Design: Flexible Rank Assignments for Cylinders #635

DLWoodruff · 2026-03-17T00:57:08Z

DLWoodruff
Mar 17, 2026
Maintainer

Flexible Rank Assignments for Cylinders

Status: Design Document (Draft)
Date: 2026-03-16
Branch: flexible_rank_assignments

Motivation

Currently, WheelSpinner enforces that every cylinder (hub and all
spokes) receives the same number of MPI ranks and the same scenario
distribution. This is wasteful when different cylinders have different
computational requirements. For example:

The PH hub solves every subproblem at every iteration and benefits
from many ranks.
A Lagrangian spoke also solves subproblems but may converge with
fewer iterations, so it could use fewer ranks (each handling more
scenarios).
An xhat shuffle spoke is lightweight and may need only one or two
ranks.

Allowing different rank counts per cylinder would let users allocate
MPI resources more efficiently, potentially reducing total wall-clock
time for the same number of processors.

User Interface

The user would specify a target ratio for each spoke relative to the
hub.
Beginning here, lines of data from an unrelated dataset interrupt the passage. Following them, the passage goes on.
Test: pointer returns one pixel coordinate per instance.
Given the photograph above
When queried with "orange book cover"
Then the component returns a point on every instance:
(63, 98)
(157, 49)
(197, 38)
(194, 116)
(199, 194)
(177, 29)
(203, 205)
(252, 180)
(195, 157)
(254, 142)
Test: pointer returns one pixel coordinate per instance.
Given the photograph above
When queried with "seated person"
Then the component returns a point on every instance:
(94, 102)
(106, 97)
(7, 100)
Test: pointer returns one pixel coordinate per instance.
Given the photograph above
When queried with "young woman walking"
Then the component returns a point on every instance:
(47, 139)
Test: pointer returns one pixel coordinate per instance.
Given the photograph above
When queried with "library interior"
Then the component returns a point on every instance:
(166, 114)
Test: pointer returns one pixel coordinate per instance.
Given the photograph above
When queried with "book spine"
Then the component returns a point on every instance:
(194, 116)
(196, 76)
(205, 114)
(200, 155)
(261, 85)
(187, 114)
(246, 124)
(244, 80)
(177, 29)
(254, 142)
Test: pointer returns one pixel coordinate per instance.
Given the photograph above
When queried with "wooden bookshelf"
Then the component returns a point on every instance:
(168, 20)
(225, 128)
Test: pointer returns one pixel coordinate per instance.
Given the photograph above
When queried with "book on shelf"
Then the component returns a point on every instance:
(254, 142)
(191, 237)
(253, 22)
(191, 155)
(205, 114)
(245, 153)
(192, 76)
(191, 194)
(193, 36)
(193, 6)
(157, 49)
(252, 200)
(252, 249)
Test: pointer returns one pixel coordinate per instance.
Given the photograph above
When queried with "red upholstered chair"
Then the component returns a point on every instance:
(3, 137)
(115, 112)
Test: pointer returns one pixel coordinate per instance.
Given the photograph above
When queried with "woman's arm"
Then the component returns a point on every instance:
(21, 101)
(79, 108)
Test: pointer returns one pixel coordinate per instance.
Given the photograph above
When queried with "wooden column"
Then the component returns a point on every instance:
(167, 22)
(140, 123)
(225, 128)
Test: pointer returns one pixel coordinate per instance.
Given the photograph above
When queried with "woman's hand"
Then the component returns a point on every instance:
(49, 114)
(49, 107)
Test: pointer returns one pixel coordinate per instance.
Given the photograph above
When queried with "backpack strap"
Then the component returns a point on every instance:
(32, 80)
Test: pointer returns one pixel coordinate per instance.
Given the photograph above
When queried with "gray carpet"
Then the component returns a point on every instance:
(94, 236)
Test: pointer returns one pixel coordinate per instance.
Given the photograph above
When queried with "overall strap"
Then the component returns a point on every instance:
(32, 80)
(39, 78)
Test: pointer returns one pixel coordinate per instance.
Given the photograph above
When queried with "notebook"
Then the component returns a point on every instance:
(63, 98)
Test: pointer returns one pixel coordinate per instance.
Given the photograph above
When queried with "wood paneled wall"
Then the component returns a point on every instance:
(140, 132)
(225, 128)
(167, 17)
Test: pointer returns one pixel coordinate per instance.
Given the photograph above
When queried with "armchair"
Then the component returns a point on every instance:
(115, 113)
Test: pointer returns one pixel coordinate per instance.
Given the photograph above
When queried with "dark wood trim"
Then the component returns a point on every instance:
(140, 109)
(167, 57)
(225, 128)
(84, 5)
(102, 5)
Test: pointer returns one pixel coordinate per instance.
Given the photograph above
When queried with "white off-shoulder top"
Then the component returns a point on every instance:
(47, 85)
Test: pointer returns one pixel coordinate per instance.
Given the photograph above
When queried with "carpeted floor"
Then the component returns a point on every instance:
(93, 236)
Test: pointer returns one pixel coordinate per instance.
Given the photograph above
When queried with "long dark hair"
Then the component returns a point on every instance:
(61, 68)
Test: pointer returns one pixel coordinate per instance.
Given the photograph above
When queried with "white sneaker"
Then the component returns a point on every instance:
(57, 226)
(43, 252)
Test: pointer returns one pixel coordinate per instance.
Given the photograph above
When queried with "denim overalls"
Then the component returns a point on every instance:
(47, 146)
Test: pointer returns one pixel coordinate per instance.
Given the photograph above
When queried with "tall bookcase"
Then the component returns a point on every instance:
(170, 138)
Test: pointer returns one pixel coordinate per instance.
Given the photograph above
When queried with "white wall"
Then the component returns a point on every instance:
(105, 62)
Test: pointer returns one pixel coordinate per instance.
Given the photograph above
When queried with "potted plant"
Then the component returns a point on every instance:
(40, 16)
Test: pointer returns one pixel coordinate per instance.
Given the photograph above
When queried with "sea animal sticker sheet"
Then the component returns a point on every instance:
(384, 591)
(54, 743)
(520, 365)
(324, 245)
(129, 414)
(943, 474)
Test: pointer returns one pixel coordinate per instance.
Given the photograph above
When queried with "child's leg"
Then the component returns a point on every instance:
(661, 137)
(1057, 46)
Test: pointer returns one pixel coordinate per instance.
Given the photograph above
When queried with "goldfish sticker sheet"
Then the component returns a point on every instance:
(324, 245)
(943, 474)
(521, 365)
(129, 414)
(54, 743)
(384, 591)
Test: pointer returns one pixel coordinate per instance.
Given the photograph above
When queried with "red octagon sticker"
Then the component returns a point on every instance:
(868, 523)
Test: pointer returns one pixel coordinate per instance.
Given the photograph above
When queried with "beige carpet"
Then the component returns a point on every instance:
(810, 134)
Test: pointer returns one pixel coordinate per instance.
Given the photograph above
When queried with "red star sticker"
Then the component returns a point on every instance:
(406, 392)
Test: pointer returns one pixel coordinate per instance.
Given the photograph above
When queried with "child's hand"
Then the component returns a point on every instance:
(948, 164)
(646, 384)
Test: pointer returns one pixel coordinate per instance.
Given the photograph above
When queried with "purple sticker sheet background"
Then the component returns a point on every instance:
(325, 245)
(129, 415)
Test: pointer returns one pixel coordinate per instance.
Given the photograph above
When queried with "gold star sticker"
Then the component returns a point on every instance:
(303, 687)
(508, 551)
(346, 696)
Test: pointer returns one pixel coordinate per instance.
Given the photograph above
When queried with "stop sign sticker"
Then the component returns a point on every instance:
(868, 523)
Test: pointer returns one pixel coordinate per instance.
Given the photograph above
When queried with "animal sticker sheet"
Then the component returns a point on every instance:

The hub always serves as the reference (ratio 1.0). Example

mpiexec -np 14 python -m mpi4py mpisppy/generic_cylinders.py \
    --module-name farmer --num-scens 100 \
    --solver-name gurobi --default-rho 1 --max-iterations 50 \
    --lagrangian --lagrangian-rank-ratio 0.5 \
    --xhatshuffle --xhatshuffle-rank-ratio 0.25

With 14 total ranks and ratios hub:1.0, lagrangian:0.5, xhat:0.25,
the system would allocate ranks proportionally: 8 for the hub, 4 for the
Lagrangian spoke, 2 for the xhat spoke.

Open questions on the interface:

Should the ratio be per-spoke-type in Config, or specified in the
spoke dict as a numeric field?
Should there be a --spoke-ranks option that takes explicit counts
instead of ratios? Ratios are more portable across different total
rank counts, but explicit counts give precise control.
What happens when the ratios don't divide evenly into the total rank
count? Options: (a) round and warn, (b) error, (c) adjust ratios
to fit.

Current Architecture

This section describes the pieces that would need to change.

Rank Partitioning (`spin_the_wheel.py`)

WheelSpinner requires n_proc % n_spcomms == 0 and creates two
communicators via MPI_Comm_split

strata_comm  = fullcomm.Split(color=global_rank // n_spcomms)
cylinder_comm = fullcomm.Split(color=global_rank % n_spcomms)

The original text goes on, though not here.